Personally, I also thought this comment was very interesting and somewhat vindicating of my critique of a lot of ranking factor studies:
Yeah, of course – links are correlated with just about any other metric you can imagine, whether it be branded search volume, social shares, click-through rate, whatever.
2. Limited spots on page 1 for transactional sites
This is one of those things where I think I could have figured this out from the information I already had, but it clicked into place for me listening to this explanation from John. If John is saying there’s a need to show multiple intents on the first page for even a fairly commercial query, there is an implication that only so many transactional pages can appear.
Given that, in many verticals, there are far more than 10 viable transactional sites, this means that if you drop from being the 3rd best to the 4th best among those, you could drop from, for example, position 5 to position 11. This is particularly important to keep in mind when we’re analysing search results statistically – whether it be in ranking factor studies or forecasting the results of our SEO campaigns, the relationship between the levers we pull and the outputs can be highly non-linear. A small change might move you 6 ranking positions, past sites which have a different intent and totally different metrics when it comes to links, on-page optimisation, or whatever else.
3. User signals as a ranking factor
So, the suggestion here is that user signals – presumably CTR (click-through rates), dwell time, etc. – are used to appraise the algorithm, but not as part of the algorithm. This has been the line from Google for a while, but I found this response far more explicit and clear than John M’s skirting round the subject in the past.
It’s difficult to square this with some past experiments from the likes of Rand Fishkin manipulating rankings with hundreds of people in a conference hall clicking results for specific queries, or real world results I’ve discussed here. In the latter case, we could maybe say that this is similar to Panda – Google has machine learned what on-site attributes go with users finding a site trustworthy, rather than measuring trust & quality directly. That doesn’t explain Rand’s results, though.
Here are a few explanations I think are possible:
- Google just does not want to admit to this, because it’d look spammable (whether or not it actually is)

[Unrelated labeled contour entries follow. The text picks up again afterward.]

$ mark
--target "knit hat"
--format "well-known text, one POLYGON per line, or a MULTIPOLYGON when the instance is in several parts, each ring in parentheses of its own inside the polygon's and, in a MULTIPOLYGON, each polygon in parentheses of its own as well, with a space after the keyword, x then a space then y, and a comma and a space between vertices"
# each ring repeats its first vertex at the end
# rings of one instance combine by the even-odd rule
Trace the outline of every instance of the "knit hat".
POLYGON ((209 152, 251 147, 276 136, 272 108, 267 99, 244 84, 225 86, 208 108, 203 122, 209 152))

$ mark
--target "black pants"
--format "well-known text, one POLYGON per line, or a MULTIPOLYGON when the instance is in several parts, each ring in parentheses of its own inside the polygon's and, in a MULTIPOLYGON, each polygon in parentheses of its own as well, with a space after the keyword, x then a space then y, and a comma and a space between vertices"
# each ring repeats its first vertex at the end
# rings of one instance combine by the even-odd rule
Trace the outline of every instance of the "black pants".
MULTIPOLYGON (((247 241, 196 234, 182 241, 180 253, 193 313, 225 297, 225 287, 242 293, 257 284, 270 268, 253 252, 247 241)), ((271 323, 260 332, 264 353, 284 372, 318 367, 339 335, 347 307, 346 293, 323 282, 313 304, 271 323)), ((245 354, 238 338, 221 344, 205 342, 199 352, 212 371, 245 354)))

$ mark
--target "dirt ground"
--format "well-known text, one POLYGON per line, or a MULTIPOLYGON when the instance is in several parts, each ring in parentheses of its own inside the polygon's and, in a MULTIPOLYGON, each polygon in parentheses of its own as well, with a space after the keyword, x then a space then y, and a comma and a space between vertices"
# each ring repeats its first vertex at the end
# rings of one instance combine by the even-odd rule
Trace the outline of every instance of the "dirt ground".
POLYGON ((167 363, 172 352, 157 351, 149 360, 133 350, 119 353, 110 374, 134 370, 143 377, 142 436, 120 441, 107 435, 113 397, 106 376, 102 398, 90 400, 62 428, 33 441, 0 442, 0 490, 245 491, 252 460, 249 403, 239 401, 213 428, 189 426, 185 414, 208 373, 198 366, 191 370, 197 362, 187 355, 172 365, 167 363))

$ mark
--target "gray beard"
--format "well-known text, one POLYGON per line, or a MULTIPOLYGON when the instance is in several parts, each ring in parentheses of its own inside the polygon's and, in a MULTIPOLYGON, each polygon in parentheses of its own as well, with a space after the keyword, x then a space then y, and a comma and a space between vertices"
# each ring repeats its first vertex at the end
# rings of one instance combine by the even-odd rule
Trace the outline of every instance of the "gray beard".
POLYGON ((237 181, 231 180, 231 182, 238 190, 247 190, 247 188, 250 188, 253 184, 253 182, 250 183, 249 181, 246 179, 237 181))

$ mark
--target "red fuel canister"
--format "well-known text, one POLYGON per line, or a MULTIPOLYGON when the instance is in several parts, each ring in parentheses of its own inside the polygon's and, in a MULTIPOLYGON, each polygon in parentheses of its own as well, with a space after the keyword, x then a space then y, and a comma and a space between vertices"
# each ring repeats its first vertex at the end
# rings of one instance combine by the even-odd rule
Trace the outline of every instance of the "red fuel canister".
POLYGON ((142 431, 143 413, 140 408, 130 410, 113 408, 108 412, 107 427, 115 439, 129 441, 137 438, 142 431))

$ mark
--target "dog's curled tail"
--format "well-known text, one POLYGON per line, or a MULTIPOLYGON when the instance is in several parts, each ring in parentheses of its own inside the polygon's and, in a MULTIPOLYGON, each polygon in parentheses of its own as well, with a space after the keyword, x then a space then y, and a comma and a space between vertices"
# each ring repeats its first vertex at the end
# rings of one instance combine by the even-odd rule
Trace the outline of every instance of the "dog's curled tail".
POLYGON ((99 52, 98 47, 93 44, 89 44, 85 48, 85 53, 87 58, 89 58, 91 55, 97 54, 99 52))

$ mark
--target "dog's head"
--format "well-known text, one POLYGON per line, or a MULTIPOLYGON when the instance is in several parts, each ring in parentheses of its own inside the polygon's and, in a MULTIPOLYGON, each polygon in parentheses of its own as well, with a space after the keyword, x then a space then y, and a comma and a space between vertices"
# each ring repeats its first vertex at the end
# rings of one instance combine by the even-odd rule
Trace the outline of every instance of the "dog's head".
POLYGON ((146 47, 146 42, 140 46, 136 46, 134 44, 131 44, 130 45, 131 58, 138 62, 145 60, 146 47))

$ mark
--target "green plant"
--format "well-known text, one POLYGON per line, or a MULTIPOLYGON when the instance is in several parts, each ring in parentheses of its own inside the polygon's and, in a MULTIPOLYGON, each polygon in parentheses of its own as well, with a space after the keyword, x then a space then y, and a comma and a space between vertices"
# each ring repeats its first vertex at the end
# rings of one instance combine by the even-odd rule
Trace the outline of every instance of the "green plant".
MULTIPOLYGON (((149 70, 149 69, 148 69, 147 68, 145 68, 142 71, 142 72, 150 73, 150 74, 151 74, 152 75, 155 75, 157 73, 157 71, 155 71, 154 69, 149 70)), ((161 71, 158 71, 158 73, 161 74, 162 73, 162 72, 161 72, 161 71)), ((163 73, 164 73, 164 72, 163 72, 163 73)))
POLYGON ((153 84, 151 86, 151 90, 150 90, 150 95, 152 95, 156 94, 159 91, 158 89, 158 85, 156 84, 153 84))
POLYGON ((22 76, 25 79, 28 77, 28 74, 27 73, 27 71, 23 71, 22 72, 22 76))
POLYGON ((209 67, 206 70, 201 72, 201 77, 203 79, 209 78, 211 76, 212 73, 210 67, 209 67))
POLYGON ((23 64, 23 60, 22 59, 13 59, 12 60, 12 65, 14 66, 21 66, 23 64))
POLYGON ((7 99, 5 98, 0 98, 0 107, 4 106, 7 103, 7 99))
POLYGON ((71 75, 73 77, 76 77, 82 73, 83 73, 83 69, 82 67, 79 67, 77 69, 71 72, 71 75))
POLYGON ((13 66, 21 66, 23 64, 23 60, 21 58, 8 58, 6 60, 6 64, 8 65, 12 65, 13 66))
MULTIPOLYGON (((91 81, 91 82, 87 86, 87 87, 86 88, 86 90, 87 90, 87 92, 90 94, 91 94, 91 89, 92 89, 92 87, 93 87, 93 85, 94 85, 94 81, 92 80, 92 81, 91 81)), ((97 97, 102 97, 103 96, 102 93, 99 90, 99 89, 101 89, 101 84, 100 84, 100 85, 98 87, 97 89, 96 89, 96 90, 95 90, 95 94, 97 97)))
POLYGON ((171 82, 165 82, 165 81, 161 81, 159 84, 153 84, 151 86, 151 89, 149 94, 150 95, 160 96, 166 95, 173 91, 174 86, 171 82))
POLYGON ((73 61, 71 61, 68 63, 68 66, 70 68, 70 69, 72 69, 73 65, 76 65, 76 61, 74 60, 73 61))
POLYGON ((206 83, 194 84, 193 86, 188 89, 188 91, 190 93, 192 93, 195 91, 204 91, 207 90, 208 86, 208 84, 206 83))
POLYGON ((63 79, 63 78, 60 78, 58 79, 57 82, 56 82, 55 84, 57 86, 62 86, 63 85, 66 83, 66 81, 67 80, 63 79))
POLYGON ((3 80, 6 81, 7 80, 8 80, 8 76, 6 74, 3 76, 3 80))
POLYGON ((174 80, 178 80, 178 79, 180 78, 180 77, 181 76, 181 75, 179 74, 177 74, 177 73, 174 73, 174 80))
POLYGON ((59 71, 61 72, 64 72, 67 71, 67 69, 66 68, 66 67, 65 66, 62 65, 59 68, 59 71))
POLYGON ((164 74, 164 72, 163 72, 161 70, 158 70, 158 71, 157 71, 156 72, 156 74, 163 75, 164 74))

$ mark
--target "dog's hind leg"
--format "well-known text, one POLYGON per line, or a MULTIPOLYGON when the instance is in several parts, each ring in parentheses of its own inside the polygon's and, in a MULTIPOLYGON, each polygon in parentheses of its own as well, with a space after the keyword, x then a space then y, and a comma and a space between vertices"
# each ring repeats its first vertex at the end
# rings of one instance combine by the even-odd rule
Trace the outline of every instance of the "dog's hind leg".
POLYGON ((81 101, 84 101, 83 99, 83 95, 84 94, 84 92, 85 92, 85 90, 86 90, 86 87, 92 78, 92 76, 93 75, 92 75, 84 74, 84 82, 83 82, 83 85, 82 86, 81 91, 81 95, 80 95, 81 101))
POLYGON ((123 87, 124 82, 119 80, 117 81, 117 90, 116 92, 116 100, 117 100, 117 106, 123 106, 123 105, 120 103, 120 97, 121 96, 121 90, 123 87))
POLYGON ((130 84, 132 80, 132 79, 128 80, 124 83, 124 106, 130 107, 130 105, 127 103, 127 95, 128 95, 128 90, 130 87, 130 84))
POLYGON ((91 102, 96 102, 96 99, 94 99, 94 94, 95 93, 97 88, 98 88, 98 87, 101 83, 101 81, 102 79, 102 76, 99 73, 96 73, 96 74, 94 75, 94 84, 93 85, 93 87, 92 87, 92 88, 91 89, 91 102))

- In fact, they use something like “site recent popularity” as part of the algorithm, so, on a technicality, don’t need to call it CTR or user signals
- The algorithm is constantly appraising itself, and adjusts in response to a lot of clicks on a result that isn’t p1 – but the ranking factor that gets adjusted is some arbitrary attribute of that site, not the user signal itself
Just to explain what I mean by the third one a little further – imagine if there are three sites ranking for a query, which are sites A, B, & C. At the start, they rank in that order – A, B, C. It just so happens, by coincidence, that site C has the highest word count.
Lots of people suddenly search the query and click on result C. The algorithm is appraising itself based on user signals, for example, cases where people prefer the 3rd place result, so needs to adjust to make this site rank higher. Like any unsupervised machine learning, it finds a way, any way, to fit the desired outcome to the inputs for this query, which in this case is weighting word count more highly as a ranking factor. As such, result C ranks first, and we all claim CTR is the ranking factor. Google can correctly say CTR is not a ranking factor, but in practice, it might as well be.
For me, the third option is the most contrived, but also fits in most easily with my real world experience, but I think either of the other explanations, or even all 3, could be true.